The “tropical house” moment of the mid-2010s, the dancehall revival in contemporary hip-hop—none of this happens without decades of groundwork by distributors who kept the music circulating and evolving.

Miss Pat understood something that many music industry observers missed: dancehall’s appeal wasn’t despite its roughness but because of it. “It was music that inspired people to get up and move,” she reflects. “And it still is. At parties, whenever you hear dancehall music come on, you see people start to rock and move and feel good.”

Legacy: More Than a Businesswoman

Now in her 80s, Miss Pat remains deeply connected to the music and culture she helped globalize. Her story is one of entrepreneurial vision, certainly—but reducing it to business success misses the larger significance.

DJ Kool Herc, widely credited as the founder of hip-hop, once observed: “What Berry Gordy was to Motown Records, Patricia Chin is to the reggae industry.” The comparison is apt. Like Gordy, Miss Pat didn’t merely release records—she built an institution that shaped how an entire genre reached the world.

Patricia Chin is a cultural custodian, one of the unsung architects of Jamaica’s most successful export. She saw a revolution unfolding outside her shop window on North Parade and, rather than simply watching, found ways to amplify it across oceans.

The bridge she and Vincent built between Kingston and the world remains standing, carrying new generations of artists and sounds in both directions.

In an industry often dominated by extractive relationships—foreign labels strip-mining local talent for international profit—VP represents an alternative model: Caribbean-owned, family-operated, street-connected.

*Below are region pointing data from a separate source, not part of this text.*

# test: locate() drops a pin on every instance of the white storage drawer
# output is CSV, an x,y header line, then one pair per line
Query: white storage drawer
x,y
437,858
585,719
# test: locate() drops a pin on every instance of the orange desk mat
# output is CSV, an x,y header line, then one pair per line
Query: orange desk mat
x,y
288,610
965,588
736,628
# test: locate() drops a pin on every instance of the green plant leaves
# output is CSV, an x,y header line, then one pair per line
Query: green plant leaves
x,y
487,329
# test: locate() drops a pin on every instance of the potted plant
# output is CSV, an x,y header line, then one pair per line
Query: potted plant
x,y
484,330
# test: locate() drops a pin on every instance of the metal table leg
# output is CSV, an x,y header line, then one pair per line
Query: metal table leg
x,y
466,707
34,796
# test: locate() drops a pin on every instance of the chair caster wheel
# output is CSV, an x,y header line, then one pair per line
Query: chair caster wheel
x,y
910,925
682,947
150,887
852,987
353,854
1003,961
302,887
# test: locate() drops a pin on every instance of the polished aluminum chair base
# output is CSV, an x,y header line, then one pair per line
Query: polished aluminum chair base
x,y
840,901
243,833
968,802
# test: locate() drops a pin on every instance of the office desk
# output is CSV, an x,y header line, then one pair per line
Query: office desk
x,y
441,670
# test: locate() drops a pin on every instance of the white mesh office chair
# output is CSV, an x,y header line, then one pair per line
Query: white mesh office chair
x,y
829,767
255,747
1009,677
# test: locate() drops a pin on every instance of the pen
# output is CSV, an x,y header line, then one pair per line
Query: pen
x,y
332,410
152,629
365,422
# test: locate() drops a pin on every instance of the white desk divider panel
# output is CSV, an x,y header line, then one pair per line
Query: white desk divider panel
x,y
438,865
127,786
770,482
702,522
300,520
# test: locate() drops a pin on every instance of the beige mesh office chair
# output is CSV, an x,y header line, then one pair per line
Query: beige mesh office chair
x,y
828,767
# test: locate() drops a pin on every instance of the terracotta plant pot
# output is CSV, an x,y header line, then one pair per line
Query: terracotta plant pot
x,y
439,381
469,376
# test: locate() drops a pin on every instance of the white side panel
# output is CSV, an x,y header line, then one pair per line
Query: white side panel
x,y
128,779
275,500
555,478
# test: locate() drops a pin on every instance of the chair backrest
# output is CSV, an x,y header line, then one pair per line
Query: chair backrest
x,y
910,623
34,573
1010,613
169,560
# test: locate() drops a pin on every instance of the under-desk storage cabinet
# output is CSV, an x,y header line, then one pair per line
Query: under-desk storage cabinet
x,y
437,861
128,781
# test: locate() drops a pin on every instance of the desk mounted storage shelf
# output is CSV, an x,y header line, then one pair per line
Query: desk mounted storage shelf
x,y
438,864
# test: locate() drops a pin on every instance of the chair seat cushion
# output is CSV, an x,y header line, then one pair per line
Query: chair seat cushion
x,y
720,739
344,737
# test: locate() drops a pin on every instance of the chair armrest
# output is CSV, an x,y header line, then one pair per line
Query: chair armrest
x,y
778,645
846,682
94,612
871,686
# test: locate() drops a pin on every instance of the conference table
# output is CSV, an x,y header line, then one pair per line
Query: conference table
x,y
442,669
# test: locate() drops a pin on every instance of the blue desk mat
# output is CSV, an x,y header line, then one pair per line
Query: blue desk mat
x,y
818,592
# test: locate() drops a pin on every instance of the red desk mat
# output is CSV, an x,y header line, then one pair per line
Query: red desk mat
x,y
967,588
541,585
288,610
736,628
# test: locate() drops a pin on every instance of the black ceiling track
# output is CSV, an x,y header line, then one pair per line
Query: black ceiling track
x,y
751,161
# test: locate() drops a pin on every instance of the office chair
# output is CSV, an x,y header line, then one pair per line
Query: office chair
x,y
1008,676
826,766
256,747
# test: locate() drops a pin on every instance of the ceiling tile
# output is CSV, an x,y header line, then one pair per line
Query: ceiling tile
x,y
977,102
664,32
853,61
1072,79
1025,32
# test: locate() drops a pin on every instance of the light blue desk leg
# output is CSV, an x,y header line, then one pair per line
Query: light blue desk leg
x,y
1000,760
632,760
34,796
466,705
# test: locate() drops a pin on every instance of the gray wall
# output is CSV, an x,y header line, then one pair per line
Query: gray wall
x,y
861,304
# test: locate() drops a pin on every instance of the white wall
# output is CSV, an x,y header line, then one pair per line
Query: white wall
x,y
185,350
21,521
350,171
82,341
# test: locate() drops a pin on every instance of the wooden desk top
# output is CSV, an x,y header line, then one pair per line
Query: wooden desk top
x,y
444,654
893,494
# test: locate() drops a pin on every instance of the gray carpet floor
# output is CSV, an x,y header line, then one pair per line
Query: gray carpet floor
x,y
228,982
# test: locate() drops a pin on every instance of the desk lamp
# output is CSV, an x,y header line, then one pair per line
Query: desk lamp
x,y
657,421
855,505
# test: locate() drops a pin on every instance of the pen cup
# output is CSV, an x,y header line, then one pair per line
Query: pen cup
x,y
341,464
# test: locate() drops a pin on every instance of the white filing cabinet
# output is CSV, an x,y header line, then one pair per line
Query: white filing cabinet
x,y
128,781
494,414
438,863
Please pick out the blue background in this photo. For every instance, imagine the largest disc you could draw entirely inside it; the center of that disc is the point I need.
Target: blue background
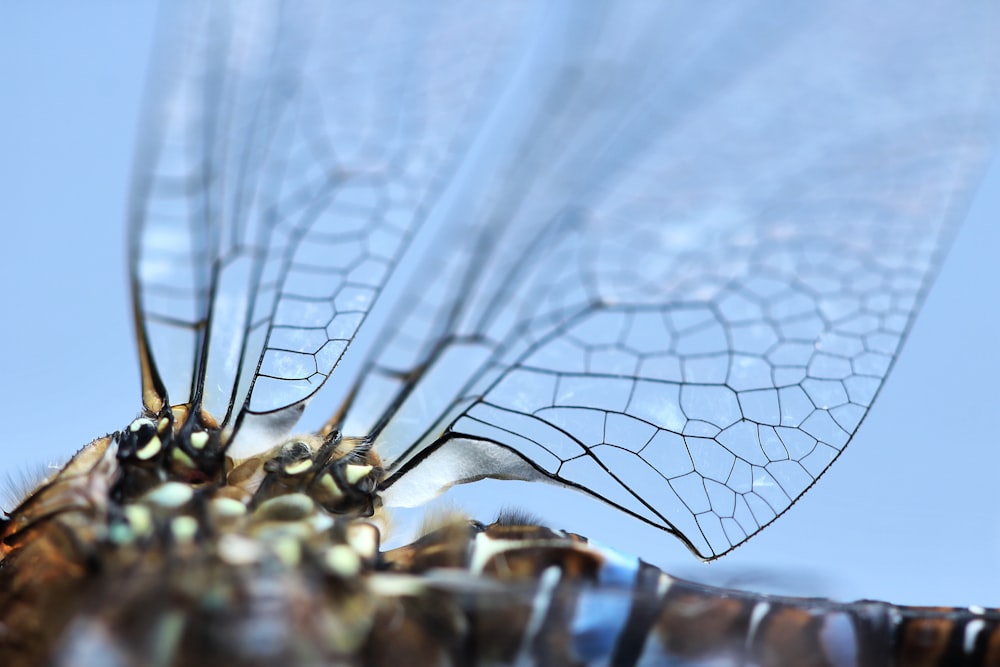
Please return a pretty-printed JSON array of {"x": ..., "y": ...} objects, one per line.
[{"x": 909, "y": 513}]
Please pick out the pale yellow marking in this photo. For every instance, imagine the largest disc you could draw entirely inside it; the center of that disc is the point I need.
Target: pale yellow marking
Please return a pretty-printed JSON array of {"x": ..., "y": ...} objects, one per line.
[
  {"x": 363, "y": 538},
  {"x": 227, "y": 507},
  {"x": 184, "y": 528},
  {"x": 342, "y": 561},
  {"x": 139, "y": 423},
  {"x": 355, "y": 473},
  {"x": 298, "y": 467},
  {"x": 395, "y": 585},
  {"x": 329, "y": 484},
  {"x": 178, "y": 454},
  {"x": 150, "y": 449},
  {"x": 199, "y": 439},
  {"x": 140, "y": 519},
  {"x": 288, "y": 550}
]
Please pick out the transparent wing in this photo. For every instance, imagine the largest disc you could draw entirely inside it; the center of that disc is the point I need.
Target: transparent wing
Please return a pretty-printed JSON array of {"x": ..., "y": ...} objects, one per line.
[
  {"x": 292, "y": 154},
  {"x": 687, "y": 264}
]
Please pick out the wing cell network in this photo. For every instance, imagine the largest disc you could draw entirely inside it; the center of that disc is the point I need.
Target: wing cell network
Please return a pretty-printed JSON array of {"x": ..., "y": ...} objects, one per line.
[
  {"x": 708, "y": 261},
  {"x": 296, "y": 153},
  {"x": 668, "y": 252}
]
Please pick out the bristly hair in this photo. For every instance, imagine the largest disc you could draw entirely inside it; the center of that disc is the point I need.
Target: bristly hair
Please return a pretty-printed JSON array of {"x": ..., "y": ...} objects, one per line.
[
  {"x": 18, "y": 483},
  {"x": 515, "y": 516}
]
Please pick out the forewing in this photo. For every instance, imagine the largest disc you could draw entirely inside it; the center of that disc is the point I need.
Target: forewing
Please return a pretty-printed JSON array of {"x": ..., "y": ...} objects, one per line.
[
  {"x": 291, "y": 154},
  {"x": 692, "y": 265}
]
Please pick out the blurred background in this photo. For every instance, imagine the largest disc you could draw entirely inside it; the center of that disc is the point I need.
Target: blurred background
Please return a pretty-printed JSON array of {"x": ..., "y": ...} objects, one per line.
[{"x": 909, "y": 513}]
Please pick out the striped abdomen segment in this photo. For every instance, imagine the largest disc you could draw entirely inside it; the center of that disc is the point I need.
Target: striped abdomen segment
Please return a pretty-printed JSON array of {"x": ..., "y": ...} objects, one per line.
[{"x": 568, "y": 601}]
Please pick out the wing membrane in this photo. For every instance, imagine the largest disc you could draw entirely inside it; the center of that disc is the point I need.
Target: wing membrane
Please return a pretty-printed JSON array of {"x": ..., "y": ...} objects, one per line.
[
  {"x": 296, "y": 154},
  {"x": 690, "y": 278}
]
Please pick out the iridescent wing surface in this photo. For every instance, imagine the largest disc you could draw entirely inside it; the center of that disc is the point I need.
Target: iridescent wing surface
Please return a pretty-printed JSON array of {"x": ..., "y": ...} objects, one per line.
[
  {"x": 666, "y": 255},
  {"x": 292, "y": 155}
]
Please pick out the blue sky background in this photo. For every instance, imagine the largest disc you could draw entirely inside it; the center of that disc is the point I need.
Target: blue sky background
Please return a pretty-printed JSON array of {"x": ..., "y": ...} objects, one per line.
[{"x": 909, "y": 513}]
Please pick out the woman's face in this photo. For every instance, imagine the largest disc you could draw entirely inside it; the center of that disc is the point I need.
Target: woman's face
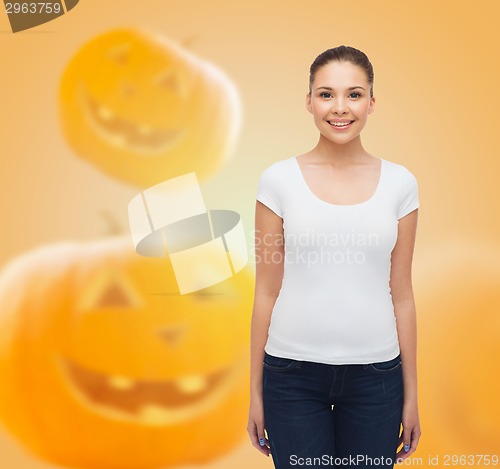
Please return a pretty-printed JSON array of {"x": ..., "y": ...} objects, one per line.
[{"x": 331, "y": 99}]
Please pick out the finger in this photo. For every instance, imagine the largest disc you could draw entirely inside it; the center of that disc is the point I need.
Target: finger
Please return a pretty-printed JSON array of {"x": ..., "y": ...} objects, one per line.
[
  {"x": 263, "y": 441},
  {"x": 254, "y": 437},
  {"x": 406, "y": 439}
]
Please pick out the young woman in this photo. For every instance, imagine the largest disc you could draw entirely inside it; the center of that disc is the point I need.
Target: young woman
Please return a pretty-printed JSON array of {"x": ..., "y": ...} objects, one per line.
[{"x": 333, "y": 347}]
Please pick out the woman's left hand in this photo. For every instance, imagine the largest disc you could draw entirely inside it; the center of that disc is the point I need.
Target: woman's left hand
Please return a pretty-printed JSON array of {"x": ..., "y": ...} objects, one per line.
[{"x": 411, "y": 430}]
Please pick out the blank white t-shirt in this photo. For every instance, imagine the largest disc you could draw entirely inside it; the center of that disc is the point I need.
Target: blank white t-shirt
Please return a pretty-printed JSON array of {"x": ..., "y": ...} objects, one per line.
[{"x": 335, "y": 304}]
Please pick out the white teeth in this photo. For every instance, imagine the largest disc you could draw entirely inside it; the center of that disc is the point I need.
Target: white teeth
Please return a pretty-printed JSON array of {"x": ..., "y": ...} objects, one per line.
[
  {"x": 191, "y": 384},
  {"x": 120, "y": 382},
  {"x": 340, "y": 124}
]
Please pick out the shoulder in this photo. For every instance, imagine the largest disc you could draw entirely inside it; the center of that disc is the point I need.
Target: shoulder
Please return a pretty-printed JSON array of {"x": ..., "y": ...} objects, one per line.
[
  {"x": 277, "y": 170},
  {"x": 400, "y": 173}
]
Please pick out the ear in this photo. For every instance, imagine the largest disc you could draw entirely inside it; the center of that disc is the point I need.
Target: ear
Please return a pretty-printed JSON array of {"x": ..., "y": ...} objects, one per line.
[
  {"x": 372, "y": 105},
  {"x": 308, "y": 103}
]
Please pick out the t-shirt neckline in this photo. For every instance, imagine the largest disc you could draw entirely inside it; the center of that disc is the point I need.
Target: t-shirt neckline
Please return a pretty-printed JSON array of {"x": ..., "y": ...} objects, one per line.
[{"x": 308, "y": 189}]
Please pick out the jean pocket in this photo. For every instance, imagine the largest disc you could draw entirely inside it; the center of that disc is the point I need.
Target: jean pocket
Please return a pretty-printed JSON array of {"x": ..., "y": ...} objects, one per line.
[
  {"x": 387, "y": 366},
  {"x": 279, "y": 363}
]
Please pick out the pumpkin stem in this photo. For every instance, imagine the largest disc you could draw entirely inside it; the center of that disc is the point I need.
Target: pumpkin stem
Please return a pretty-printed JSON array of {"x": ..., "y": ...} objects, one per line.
[{"x": 114, "y": 227}]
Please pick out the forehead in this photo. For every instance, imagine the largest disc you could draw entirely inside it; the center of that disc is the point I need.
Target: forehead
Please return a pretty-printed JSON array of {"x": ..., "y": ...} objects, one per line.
[{"x": 340, "y": 75}]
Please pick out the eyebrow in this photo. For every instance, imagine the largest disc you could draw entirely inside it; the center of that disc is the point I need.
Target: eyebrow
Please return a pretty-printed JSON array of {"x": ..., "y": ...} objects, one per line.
[{"x": 330, "y": 89}]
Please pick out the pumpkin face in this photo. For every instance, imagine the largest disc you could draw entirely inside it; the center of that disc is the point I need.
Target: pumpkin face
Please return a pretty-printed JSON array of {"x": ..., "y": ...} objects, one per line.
[
  {"x": 459, "y": 346},
  {"x": 143, "y": 109},
  {"x": 103, "y": 364}
]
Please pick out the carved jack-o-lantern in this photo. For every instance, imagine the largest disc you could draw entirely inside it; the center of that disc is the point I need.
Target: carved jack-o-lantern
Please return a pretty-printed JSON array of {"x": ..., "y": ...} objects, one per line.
[
  {"x": 143, "y": 109},
  {"x": 103, "y": 364}
]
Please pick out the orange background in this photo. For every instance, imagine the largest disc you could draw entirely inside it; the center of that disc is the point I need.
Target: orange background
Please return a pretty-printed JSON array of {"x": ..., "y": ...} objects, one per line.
[{"x": 437, "y": 94}]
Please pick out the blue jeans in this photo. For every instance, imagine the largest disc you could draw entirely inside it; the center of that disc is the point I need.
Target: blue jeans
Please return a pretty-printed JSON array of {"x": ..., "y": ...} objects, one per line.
[{"x": 362, "y": 429}]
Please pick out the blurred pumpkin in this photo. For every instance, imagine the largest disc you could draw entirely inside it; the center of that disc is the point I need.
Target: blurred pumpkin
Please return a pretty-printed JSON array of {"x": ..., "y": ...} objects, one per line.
[
  {"x": 458, "y": 303},
  {"x": 104, "y": 365},
  {"x": 143, "y": 109}
]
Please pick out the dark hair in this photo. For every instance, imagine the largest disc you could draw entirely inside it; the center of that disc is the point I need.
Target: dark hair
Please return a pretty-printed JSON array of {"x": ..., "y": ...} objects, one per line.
[{"x": 342, "y": 54}]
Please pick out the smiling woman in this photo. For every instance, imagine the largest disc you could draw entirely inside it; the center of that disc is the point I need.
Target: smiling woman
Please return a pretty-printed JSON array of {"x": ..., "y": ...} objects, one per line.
[
  {"x": 333, "y": 372},
  {"x": 126, "y": 104}
]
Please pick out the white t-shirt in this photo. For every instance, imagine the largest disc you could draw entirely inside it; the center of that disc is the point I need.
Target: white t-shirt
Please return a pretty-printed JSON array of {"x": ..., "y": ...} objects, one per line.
[{"x": 335, "y": 304}]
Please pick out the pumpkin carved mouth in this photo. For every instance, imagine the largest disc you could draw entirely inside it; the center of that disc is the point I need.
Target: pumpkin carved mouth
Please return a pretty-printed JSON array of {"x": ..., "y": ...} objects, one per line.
[
  {"x": 121, "y": 132},
  {"x": 153, "y": 402}
]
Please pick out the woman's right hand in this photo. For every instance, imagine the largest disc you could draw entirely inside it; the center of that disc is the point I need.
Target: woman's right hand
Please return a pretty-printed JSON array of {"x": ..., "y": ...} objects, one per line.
[{"x": 256, "y": 424}]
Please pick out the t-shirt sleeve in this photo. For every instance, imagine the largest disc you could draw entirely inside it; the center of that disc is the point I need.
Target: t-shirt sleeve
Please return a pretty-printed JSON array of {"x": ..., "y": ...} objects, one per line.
[
  {"x": 409, "y": 194},
  {"x": 268, "y": 191}
]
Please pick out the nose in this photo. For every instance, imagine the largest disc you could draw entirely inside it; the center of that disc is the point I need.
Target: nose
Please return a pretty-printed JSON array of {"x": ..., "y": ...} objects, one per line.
[{"x": 339, "y": 106}]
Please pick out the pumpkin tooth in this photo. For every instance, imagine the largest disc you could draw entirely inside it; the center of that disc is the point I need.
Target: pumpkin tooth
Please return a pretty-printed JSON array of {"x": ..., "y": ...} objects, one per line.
[
  {"x": 192, "y": 384},
  {"x": 153, "y": 414},
  {"x": 120, "y": 382},
  {"x": 105, "y": 113}
]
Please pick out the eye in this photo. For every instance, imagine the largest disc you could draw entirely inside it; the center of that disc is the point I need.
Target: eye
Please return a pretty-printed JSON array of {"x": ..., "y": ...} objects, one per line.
[{"x": 120, "y": 54}]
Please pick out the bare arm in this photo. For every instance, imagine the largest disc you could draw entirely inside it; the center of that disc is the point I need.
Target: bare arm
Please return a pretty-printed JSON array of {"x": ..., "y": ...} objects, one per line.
[
  {"x": 406, "y": 321},
  {"x": 269, "y": 259}
]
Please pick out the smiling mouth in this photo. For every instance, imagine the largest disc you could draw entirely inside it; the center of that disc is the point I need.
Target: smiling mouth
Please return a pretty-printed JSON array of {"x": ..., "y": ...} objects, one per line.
[
  {"x": 151, "y": 402},
  {"x": 123, "y": 133},
  {"x": 340, "y": 124}
]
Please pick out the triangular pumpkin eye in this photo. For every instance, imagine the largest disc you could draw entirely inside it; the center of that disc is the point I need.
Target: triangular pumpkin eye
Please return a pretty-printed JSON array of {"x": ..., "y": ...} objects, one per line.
[
  {"x": 170, "y": 80},
  {"x": 114, "y": 296},
  {"x": 109, "y": 289},
  {"x": 120, "y": 54},
  {"x": 173, "y": 334}
]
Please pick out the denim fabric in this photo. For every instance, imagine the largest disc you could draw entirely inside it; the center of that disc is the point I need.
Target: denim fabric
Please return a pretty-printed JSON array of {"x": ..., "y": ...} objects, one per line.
[{"x": 360, "y": 431}]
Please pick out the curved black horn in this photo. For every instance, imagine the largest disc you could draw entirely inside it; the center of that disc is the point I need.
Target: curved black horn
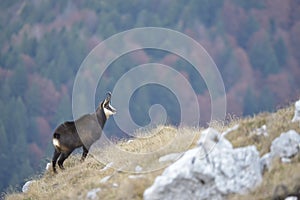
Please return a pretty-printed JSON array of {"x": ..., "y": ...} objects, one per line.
[{"x": 108, "y": 95}]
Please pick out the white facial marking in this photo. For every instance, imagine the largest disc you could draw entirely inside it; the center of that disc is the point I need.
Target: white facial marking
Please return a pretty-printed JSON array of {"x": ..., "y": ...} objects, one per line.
[{"x": 55, "y": 142}]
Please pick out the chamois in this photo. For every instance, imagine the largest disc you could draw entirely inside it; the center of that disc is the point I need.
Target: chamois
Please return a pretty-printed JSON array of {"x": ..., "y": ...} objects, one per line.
[{"x": 66, "y": 137}]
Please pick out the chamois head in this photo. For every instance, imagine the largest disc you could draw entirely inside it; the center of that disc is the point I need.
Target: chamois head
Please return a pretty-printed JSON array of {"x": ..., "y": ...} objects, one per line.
[{"x": 107, "y": 108}]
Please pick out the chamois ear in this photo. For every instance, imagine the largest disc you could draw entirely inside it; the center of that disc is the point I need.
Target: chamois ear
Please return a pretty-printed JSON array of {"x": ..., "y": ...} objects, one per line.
[{"x": 106, "y": 100}]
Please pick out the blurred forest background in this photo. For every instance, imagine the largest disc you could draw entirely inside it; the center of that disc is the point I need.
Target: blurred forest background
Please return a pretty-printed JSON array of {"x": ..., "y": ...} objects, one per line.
[{"x": 255, "y": 44}]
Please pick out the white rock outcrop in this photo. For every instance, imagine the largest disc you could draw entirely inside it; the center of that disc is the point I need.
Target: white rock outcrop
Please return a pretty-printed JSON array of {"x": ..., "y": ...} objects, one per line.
[
  {"x": 210, "y": 171},
  {"x": 297, "y": 112},
  {"x": 285, "y": 146}
]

Miss Pat’s legacy isn’t just the records released or the artists championed. It’s proof that Caribbean people can control and benefit from their own cultural production.

The dancers on North Parade have long since dispersed. Gil Bailey’s voice no longer fills Saturday afternoons on New York radio. But the rhythms that moved them now pulse through speakers on every continent. Miss Pat made sure of that.